Department of Information Technology, University of Turku, Turku Centre for Computer Science (TUCS), Joukahaisenkatu 3-5, 20520 Turku, Finland.
BMC Bioinformatics. 2012 Jun 26;13 Suppl 11(Suppl 11):S4. doi: 10.1186/1471-2105-13-S11-S4.
We present a system for extracting biomedical events (detailed descriptions of biomolecular interactions) from research articles, developed for the BioNLP'11 Shared Task. Our goal is to develop a system easily adaptable to different event schemes, following the theme of the BioNLP'11 Shared Task: generalization, the extension of event extraction to varied biomedical domains. Our system extends our BioNLP'09 Shared Task winning Turku Event Extraction System, which uses support vector machines to first detect event-defining words, followed by detection of their relationships.

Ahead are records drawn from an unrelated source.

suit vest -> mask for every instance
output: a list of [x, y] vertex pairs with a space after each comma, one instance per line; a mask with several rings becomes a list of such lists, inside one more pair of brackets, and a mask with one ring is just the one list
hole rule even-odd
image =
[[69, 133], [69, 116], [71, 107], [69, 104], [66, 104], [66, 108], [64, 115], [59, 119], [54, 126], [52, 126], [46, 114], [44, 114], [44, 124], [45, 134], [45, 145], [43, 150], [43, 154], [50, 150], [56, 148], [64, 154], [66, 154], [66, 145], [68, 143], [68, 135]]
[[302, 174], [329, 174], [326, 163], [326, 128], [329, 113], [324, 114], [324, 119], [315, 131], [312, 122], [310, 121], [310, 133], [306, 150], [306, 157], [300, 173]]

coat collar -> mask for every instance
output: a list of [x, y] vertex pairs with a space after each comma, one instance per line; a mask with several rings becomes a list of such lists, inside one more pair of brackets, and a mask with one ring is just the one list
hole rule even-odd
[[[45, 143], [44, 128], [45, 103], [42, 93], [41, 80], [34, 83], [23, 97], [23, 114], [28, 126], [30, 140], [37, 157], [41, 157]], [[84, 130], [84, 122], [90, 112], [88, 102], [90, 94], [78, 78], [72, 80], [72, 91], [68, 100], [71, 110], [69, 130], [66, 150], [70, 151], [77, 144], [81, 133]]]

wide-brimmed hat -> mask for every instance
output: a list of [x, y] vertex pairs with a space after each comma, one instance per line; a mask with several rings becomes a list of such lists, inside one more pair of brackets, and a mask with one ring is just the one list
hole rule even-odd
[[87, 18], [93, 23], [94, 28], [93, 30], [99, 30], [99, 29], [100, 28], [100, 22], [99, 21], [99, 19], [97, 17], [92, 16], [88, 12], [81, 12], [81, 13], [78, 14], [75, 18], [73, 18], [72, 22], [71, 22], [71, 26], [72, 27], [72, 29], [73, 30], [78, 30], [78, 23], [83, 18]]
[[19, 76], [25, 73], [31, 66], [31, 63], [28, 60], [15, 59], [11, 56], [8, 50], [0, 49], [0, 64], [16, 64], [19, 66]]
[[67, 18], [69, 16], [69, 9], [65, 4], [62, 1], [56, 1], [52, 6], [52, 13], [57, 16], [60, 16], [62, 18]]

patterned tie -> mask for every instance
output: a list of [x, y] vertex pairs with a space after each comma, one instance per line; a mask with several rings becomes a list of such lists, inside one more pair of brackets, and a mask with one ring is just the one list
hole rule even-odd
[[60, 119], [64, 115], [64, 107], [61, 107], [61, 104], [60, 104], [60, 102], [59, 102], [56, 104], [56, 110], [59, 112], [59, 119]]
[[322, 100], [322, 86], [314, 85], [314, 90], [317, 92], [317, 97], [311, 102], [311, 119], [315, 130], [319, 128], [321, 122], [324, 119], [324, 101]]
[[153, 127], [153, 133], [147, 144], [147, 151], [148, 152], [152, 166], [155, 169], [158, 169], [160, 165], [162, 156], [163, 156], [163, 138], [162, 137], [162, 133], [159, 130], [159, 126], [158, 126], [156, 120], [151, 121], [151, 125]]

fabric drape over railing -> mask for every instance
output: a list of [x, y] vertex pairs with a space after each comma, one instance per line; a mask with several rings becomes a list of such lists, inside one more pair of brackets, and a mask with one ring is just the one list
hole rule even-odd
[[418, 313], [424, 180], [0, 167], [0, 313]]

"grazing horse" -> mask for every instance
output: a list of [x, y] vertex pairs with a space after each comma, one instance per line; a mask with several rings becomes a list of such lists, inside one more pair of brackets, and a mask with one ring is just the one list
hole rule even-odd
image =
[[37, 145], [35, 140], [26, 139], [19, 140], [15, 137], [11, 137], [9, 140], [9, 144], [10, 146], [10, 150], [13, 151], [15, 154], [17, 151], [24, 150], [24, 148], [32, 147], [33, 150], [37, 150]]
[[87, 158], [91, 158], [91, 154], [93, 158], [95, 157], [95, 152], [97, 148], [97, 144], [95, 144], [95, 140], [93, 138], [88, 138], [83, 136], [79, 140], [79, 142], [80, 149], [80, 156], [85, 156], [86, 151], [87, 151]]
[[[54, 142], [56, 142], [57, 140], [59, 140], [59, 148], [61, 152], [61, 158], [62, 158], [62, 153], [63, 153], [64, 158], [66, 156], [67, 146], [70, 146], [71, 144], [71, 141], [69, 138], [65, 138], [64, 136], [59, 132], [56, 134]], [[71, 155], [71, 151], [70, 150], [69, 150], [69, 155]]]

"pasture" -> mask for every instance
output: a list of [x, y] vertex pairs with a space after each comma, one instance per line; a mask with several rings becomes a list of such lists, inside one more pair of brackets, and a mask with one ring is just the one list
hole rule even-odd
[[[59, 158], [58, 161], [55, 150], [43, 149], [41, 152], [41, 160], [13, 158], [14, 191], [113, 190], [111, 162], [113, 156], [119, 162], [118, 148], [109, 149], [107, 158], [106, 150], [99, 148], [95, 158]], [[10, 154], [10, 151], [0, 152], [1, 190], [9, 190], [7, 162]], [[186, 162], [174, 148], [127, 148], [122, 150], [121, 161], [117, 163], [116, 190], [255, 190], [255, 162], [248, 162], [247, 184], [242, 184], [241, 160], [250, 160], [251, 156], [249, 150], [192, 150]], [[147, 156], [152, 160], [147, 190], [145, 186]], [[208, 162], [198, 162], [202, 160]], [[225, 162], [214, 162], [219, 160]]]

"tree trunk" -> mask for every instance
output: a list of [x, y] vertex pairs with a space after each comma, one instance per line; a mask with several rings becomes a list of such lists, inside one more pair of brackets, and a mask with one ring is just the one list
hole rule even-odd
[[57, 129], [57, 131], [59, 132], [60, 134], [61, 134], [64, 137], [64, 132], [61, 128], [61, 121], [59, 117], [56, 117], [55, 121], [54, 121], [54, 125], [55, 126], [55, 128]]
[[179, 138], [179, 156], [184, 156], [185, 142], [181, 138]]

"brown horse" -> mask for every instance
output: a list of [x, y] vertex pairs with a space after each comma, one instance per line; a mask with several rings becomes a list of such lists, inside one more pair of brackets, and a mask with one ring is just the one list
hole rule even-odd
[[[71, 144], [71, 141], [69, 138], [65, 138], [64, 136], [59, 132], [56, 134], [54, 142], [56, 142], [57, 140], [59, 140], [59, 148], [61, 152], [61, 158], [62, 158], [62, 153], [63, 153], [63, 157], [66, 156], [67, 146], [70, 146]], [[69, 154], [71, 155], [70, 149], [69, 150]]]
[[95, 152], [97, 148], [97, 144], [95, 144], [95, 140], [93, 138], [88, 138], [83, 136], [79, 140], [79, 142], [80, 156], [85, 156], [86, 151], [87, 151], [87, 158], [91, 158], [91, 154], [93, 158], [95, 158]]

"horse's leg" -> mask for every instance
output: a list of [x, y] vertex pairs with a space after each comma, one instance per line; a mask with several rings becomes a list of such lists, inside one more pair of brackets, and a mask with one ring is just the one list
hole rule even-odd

Our current system successfully predicts events for every domain case introduced in the BioNLP'11 Shared Task, being the only system to participate in all eight tasks and all of their subtasks, with best performance in four tasks. Following the Shared Task, we improve the system on the Infectious Diseases task from 42.57% to 53.87% F-score, bringing performance into line with the similar GENIA Event Extraction and Epigenetics and Post-translational Modifications tasks. We evaluate the machine learning performance of the system by calculating learning curves for all tasks, detecting areas where additional annotated data could be used to improve performance. Finally, we evaluate the use of system output on external articles as additional training data in a form of self-training.
We show that the updated Turku Event Extraction System can easily be adapted to all presently available event extraction targets, with competitive performance in most tasks. The scope of the performance gains between the 2009 and 2011 BioNLP Shared Tasks indicates event extraction is still a new field requiring more work. We provide several analyses of event extraction methods and performance, highlighting potential future directions for continued development.
我们提出了一个从研究文章中提取生物医学事件(生物分子相互作用的详细描述)的系统,该系统是为 BioNLP'11 共享任务开发的。我们的目标是开发一个易于适应不同事件方案的系统,遵循 BioNLP'11 共享任务的主题:即泛化,将事件提取扩展到不同的生物医学领域。我们的系统扩展了我们在 BioNLP'09 共享任务中获得的图尔库事件提取系统,该系统使用支持向量机首先检测事件定义词,然后检测它们之间的关系。
我们当前的系统成功地预测了 BioNLP'11 共享任务中引入的每个领域案例的事件,是唯一参与所有八个任务及其所有子任务的系统,在四个任务中表现最佳。根据共享任务,我们将传染病任务的系统性能从 42.57%提高到 53.87%的 F 分数,使性能与类似的 GENIA 事件提取和表观遗传学及翻译后修饰任务相匹配。我们通过为所有任务计算学习曲线来评估系统的机器学习性能,检测可以使用额外注释数据来提高性能的区域。最后,我们以自训练的形式评估将系统输出作为额外训练数据应用于外部文章的效果。
我们表明,更新后的图尔库事件提取系统可以轻松适应目前所有可用的事件提取目标,在大多数任务中具有竞争力的表现。2009 年和 2011 年 BioNLP 共享任务之间的性能提升范围表明,事件提取仍然是一个需要进一步研究的新领域。我们对事件提取方法和性能进行了多次分析,突出了持续发展的潜在未来方向。